Blog: How to Make Your Data Science Presentation Great and Memorable
Recall the last data science talk that inspired you? The one you thought that had an impressive impact. Was it only the mathematical technicalities or the state-of-the-art accuracies that caught your attention?
Surely not. Effective presentation techniques play a major role in taking an idea to a wider audience. And having the skills to deliver a memorable presentation is vital to any researcher.
Great presentations help you to build a brand for your research and yourself, which will guide you immensely in your academic or professional career prospects.
This post guides you through some of the key points that would make a data science research presentation more effective. I start by discussing five generic ideas and dive a bit deeper into one vital point, which is the storyline of your presentation.
- Good structure. A good presentation takes the audience on a journey step by step. And at each step as you progress, your ideas should reveal an ultimate goal that is clear to the listener. A common structure always starts with an introduction about yourself and your research problem. It is important to set a clear scene initially so you can build your story from there. The storyline, which is in fact the most important feature of a good presentation will be discussed in detail later in the post.
- Professional slides. Slides reinforce your story. You cannot underestimate the influence of quality slides on an audience.

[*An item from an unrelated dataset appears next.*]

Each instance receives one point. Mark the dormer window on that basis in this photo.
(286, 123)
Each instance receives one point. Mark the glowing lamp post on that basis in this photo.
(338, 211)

Here, it is important to keep in mind that your audience would tend to read everything on your slides while listening to you. So choose wisely what you want on your slides. Otherwise, it can distract your listeners and confuse them in the end. A lot of text on the slides is usually a bad idea. Effective graphics are proven to grab attention and help clear understanding. Keep your slides uncluttered as much as possible.
- Technical contributions. The ultimate goal of any research is the contribution you make to an industry or knowledge in general. So you want to emphasise on the technical contributions you were able to deliver with your work. Again this is an important part of your storyline which is discussed further in this post.
- Clear and entertaining delivery. No matter how good your material is, the way you deliver it would decide whether your presentation is going to be memorable or not. Clear and correct use of language is important together with good pronunciation and phase. Make sure that you are audible to everyone and do not forget to smile.
- Confident speaker. Some might argue that confidence depends on each person’s character, but there are factors that you can use to improve your confidence levels walking into a presentation. Good preparation before the presentation is utmost important here. Make sure you practice delivering the talk at least several times before going on stage. Trust me, it won’t be a waste of time and it would enhance your confidence more than you think!
Storyline in key
Now let’s focus on one of the most crucial points when preparing and delivering your research presentation, the storyline. This decides the number of ears you will have throughout your presentation.
Below are the key areas you want to build around in order. Of course, some topics are interchangeable according to your preference, but this an effective outline if you are looking for one to guide your presentation preparation.
- Setting the scene. This should be the first and foremost target. What is the problem you are addressing in your research? And why is it timely, relevant and interesting? Why does it matter? Make this setting very clear, and you have the attention of your audience grabbed. It should form the basis of what you are trying to convey. And the purpose of your efforts. When listeners can relate to your setting, it is hard to ignore you.
- Focus on your hypothesis/solution for your setting. Soon following the setting, you can get your audience to focus on your hypothesis/solution for the problem you are addressing. This is vital because now they see instantly what you are proposing, and they are keen to know more. So then you can guide them to the next steps of revealing your methods and procedures.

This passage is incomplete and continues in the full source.